Quale nefasto presagio quando, qualche anno fa, si concretizzò l’idea di realizzare un film sulla saga della Torre Nera. Il Vettore che tiene in piedi gli universi tremò. L’opera magna di Stephen King, una delle più complesse, amate e impossibili da portare su un altro medium stava per essere trasportata su pellicola. Era l’evento più pericoloso che potesse capitare alla Torre da… be’, almeno una decina d’anni, ovvero da quanto nel 2004 King mise il punto a questa saga che l’aveva tenuto impegnato per 7 libri e ben 22 anni. Un percorso che si era intrecciato non solo con gli altri suoi lavori, diventando il centro degli universi che aveva creato per tutta la sua carriera, ma perfino con la sua vita personale. Dopo l’incidente che quasi gli costò la vita nel 1999 (episodio che diventò parte della narrazione della Torre nera) l’autore decise di darsi una mossa scrivendo gli ultimi tre capitoli della saga nell'arco di un paio di anni per paura di morire e lasciarla a metà.

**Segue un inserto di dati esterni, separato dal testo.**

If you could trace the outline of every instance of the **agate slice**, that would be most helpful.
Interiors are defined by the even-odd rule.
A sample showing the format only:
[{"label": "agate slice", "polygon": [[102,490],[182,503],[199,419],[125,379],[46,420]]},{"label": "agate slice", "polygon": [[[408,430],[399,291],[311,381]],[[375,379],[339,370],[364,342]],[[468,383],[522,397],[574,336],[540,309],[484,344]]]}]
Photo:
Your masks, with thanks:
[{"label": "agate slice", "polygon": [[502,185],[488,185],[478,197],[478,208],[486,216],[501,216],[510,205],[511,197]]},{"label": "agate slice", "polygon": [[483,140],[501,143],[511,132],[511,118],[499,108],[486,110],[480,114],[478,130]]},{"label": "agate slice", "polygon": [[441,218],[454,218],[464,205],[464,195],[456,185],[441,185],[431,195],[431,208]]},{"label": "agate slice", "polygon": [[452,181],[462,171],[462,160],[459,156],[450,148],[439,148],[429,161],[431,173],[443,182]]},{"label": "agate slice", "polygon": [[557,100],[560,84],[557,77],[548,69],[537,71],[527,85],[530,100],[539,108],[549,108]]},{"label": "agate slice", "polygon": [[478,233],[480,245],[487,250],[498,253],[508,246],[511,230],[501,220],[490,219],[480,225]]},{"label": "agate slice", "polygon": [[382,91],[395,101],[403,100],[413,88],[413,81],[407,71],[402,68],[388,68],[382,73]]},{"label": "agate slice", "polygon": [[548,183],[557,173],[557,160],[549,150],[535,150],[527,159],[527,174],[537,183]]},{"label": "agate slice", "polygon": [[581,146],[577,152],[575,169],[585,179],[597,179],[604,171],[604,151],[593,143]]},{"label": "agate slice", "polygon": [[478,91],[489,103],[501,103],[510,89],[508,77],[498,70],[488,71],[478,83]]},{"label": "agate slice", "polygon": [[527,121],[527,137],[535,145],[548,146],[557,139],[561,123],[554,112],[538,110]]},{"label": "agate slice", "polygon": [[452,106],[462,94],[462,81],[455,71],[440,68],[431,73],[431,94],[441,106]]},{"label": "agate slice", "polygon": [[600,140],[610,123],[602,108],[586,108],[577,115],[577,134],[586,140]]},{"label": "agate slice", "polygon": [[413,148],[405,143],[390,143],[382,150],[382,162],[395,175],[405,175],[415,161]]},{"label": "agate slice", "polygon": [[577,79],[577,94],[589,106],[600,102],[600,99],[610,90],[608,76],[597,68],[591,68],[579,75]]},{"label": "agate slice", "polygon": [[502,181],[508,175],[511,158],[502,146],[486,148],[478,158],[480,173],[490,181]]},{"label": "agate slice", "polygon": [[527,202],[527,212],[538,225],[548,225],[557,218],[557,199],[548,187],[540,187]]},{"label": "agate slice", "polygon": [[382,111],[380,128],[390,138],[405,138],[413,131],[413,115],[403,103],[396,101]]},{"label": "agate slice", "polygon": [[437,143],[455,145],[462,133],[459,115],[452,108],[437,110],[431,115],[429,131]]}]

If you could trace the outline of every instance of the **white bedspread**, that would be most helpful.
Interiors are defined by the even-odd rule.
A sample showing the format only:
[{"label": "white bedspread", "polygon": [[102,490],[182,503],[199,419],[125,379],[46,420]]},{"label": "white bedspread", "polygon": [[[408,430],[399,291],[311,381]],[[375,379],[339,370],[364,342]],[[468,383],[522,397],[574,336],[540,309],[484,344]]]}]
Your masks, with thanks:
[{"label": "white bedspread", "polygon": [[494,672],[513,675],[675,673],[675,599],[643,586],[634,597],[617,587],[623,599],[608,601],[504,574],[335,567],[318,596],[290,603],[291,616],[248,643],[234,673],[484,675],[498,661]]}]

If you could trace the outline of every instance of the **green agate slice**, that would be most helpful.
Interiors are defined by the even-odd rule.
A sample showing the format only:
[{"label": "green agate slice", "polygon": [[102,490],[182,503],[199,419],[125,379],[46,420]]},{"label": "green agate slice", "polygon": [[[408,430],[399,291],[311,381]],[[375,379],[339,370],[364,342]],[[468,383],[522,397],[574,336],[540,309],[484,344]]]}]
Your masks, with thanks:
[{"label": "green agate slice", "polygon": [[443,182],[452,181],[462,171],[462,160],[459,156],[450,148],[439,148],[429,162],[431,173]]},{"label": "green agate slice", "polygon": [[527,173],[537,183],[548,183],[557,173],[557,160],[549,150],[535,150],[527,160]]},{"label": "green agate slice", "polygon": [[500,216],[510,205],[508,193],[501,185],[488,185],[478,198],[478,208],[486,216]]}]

C’è, insomma, nella Torre Nera più di quanto non sia semplicemente contenuto nelle pagine degli splendidi libri. Un po’ come, se volessimo fare il paragone con un’altra sua opera immortale, IT non è semplicemente la storia di un pagliaccio che spaventa dei bambini. Ma è difficile andare a pescare sotto la superficie per trarne la reale complessità e l’equilibrio che King riesce a far emergere. Perché quello è il suo universo, lì è in grado di muoversi come meglio vuole. La pellicola è tutto un altro paio di maniche. E devono averlo capito anche quelli che, prima di Nicolaj Arcel, vittima sacrificale alla regia dell’opera compiuta, hanno deciso di abbandonare il timone del progetto: prima J.J. Abrams e Damon Lindelof nel 2007, poi Ron Howard nel 2010 (rimasto in veste di produttore). Tutti, tra un problema e l’altro, hanno fatto un agile passo indietro di fronte alla possibilità tangibile di sbagliare il tiro. Probabilmente l’occhio lungo di chi vede la brutta possibilità di sbagliare il rigore della carriera e di doverselo portare addosso per tutto il resto della vita.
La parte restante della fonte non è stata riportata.